Quando você está tentando construir músculos maiores e mais fortes, exercícios simples de peso corporal como agachamentos são realmente tentadores. Você pode facilmente bombear um conjunto rápido no seu quarto, no trabalho ou na cozinha, esperando pelo seu jantar para cozinhar. Mas por melhor que seja essa sensação de queimadura rápida, pode não estar fazendo muito para você obter os resultados que deseja.
“Enquanto os agachamentos e suas variações são ótimos para os glúteos, não podemos esquecer outros exercícios vitais que moldam e levantam”, disse Jackie Vick, uma treinadora pessoal certificada pela NCSF no Gold’s Gym e Gold’s AMP coach. Será que os agachamentos o ajudarão a fortalecer os glúteos? Sim. Será que apenas os agachamentos de peso corporal sem pesos? Depois de um tempo, não.
“Nós somos criaturas de hábitos. Eventualmente, nossos hábitos se tornam fáceis, assim como nossos hábitos de exercício”, explicou Jackie. Misturar seus exercícios e seu ritmo é vital, ela disse a POPSUGAR, para continuar crescendo seus glúteos e empurrando para além dos platôs musculares.

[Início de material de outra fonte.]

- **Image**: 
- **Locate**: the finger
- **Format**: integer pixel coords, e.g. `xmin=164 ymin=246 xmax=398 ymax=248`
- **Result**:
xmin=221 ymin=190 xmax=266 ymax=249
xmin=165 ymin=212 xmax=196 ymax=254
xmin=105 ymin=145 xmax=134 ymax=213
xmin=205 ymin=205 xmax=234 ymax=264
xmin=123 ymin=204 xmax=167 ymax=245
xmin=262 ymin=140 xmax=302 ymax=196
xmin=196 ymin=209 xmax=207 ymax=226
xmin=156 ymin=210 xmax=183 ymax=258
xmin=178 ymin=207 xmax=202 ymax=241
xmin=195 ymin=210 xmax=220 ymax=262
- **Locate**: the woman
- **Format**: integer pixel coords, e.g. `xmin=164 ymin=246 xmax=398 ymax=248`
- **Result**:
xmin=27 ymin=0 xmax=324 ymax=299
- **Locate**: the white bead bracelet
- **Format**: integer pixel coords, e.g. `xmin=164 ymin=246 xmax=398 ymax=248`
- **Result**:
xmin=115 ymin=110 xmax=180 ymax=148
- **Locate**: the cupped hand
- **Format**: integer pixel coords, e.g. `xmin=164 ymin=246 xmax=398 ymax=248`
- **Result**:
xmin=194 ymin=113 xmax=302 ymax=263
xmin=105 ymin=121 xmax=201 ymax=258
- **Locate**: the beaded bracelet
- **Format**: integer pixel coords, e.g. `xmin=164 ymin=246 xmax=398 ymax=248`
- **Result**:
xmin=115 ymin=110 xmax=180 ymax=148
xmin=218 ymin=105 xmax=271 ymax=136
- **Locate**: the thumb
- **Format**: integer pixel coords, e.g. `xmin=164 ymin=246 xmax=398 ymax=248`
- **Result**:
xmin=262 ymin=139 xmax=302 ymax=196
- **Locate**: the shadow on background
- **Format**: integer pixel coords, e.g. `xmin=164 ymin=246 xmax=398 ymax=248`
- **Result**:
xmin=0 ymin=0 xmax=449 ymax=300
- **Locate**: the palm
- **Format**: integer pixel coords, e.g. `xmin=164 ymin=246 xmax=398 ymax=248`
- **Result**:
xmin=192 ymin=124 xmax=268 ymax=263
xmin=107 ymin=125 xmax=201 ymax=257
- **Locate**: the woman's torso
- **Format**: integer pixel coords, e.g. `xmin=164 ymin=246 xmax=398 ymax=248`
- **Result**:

Se você ama agachamentos, você ainda pode fazê-los com bastante frequência, embora talvez não todos os dias; dias de descanso também são importantes, dando aos seus músculos tempo para se recuperar, reconstruir e ficar maior e mais forte. Mas se os agachamentos são algo que você quer manter na sua rotina, Jackie disse que adicionar peso é essencial. Aqui estão algumas variações de peso para começar, mais um guia sobre como escolher o peso certo. Lembre-se de esticar os glúteos depois, também. Essa recuperação activa, disse Jackie, ajuda a relaxar os músculos e a dar-lhe um melhor desempenho, o que leva a melhores resultados. Experimente estes sete alongamentos para começar.
Você também deve prestar muita atenção à sua forma, certificando-se de baixar até que suas coxas estejam paralelas ao chão. E quando você empurrar de volta para cima, disse Jackie, lembre-se de apertar os glúteos no topo. Isso isola os músculos dos glúteos, disse ela ao POPSUGAR, o que aumenta a ativação muscular.
Em relação a outros movimentos para se misturar na sua rotina, Jackie teve algumas sugestões. Estes são todos os movimentos “excepcionais” que ela diz que irão complementar a sua rotina de escultura:
- Dividir agachamento
- Lunge (peso e peso corporal)
- Deadlift
- Prensagem de pernas
- Ponte de cola
- Pernas de pernas rectas
Leitura para ver como fazer cada movimento. Se você adora agachamentos, continue fazendo-os – mas não há necessidade de forçar você mesmo a encaixá-los todos os dias. Experimente um destes substitutos para trabalhar os seus glúteos de formas diferentes. Os resultados não vão desapontar.